Não produtor: D.O.i < D.O.c

Produtor fraco: D.O.c < D.O.i <_ (2x D.O.c)

Produtor moderado: (2x D.O.c) < D.O.i <_ (4x D.O.c) Produtor forte: (4xD.O.c) < D.O.i

3.3.8. Produção de Fímbria Curli

Para identificação da fímbria Curli as amostras foram inoculadas no meio Luria Bertani (LB), com pH 8, durante 24 horas a 37ºC. Após este período a cultura foi semeada em placas de LB (sem sal) contendo 0,004% de Vermelho Congo e 0,002% de Azul Brilhante. As placas

foram incubadas por 24 horas a 48 horas em temperatura ambiente. Colônias vermelhas ou rosas foram indicativas de bactérias produtoras de Fímbria Curli (DA RE et al., 2006)
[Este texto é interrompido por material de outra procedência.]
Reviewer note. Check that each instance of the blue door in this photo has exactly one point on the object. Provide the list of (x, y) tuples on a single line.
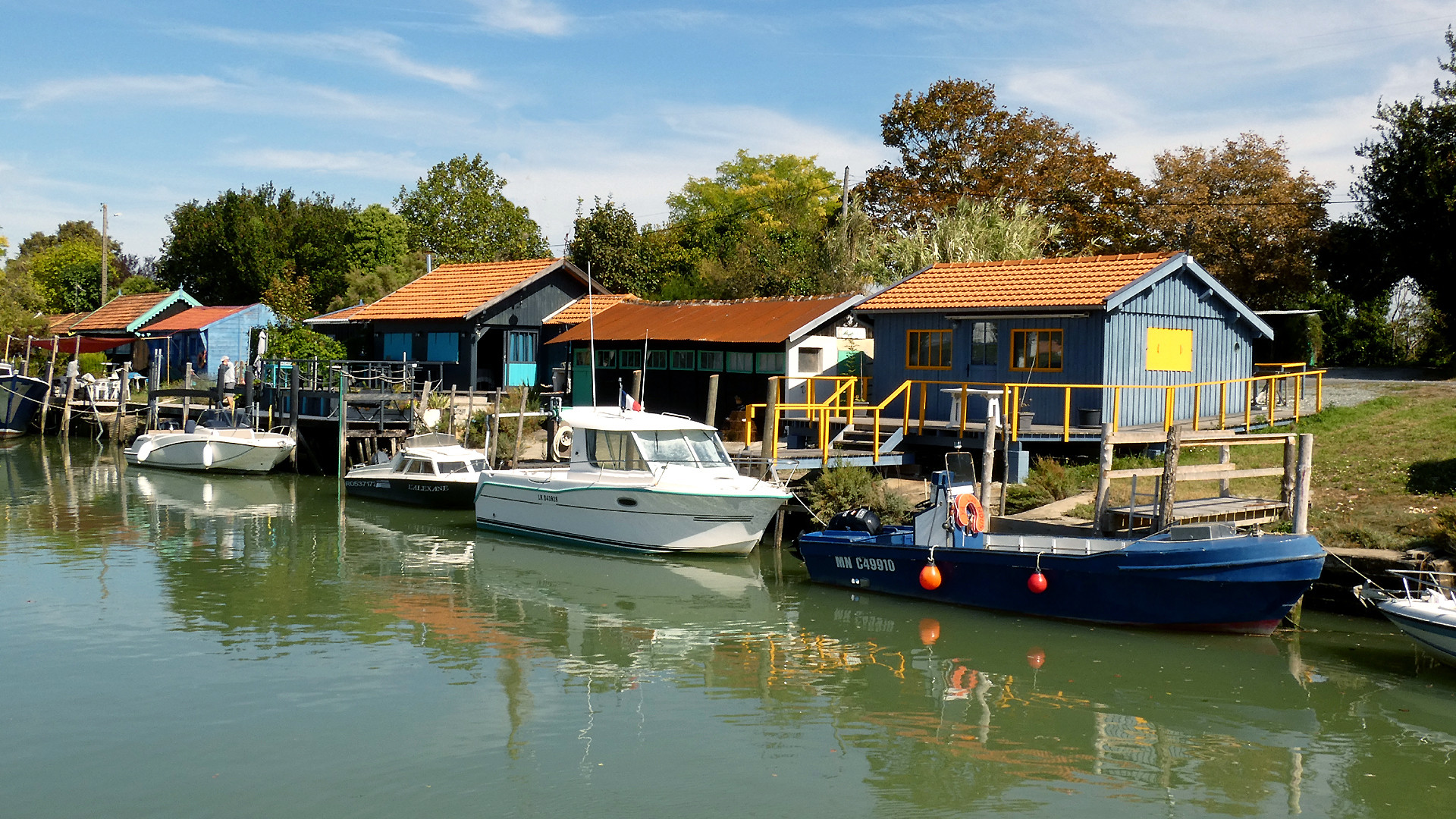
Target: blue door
[(520, 357)]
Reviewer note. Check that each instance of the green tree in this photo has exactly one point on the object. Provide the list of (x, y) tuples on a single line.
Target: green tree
[(957, 142), (1407, 196), (459, 213), (1254, 223), (229, 249)]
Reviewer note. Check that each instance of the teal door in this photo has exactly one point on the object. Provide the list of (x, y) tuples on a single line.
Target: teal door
[(520, 357)]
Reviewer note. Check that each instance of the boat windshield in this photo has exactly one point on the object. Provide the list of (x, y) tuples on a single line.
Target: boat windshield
[(683, 447)]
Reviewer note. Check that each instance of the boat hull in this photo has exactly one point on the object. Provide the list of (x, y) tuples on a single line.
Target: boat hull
[(1435, 629), (413, 490), (228, 452), (1241, 585), (642, 519), (20, 400)]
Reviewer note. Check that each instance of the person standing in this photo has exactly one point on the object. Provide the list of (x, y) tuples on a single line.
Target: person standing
[(226, 379)]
3.3.9. Adesão a células Hep-2

As células HEp-2 (Carcinoma de laringe humana) foram descongeladas em banho de água a 37ºC e transferidas para uma garrafa de cultura de células contendo Meio Mínimo Essencial de Eagle Modificado (MEM/Cultilab), suplementado com 10% de soro fetal bovino (SFB/Cultilab) e 1% de solução de antibióticos contendo penicilina (1000 U/mL; Sigma) e estreptomicina (250 µg/mL; Sigma). As garrafas de cultura foram incubados em atmosfera de 5% de CO2 a 37ºC por 48 horas até a formação da monocamada celular. Após este período o meio foi descartado sendo adicionado à cultura celular uma solução de AVT (Associação Tripsina Versene/Cultilab) para descolamento da monocamada. As células foram ressuspendidas no meio MEM acrescido de 10% de SFB e 1 % de antibióticos, para um número estimado de 2,5 x 105 células /mL. A suspensão de células foi distribuída em microplacas de 96 cavidades, em volume de 100 µL por cavidade. As microplacas foram incubadas a 37ºC, em atmosfera de 5% de CO2 por 24 horas. Após a formação da

monocamada semiconfluente, o meio foi descartado e a microplaca foi lavada três vezes com PBS estéril 0,15M pH 7,4 e em cada câmara foi adicionado 1mL de MEM acrescido de 2% de SFB (Soro Fetal Bovino), com e sem 1% de D-manose. Em seguida, foram adicionados 40µL de cada amostra bacteriana por câmara. A microplaca foi incubada por 3 horas a 37ºC e, após este período lavada 3 vezes com 1 mL de PBS 0,15M pH 7,4 por câmara para retirada das bactérias não aderidas. As lâmínulas foram fixadas com metanol por 10 minutos e coradas com May-Grünhald (5 minutos) e Giemsa (20 minutos) e observadas em microscópio óptico em objetiva de imersão. Para definir o tipo de adesão foram utilizados os critérios descritos por Cravioto et al. (1979).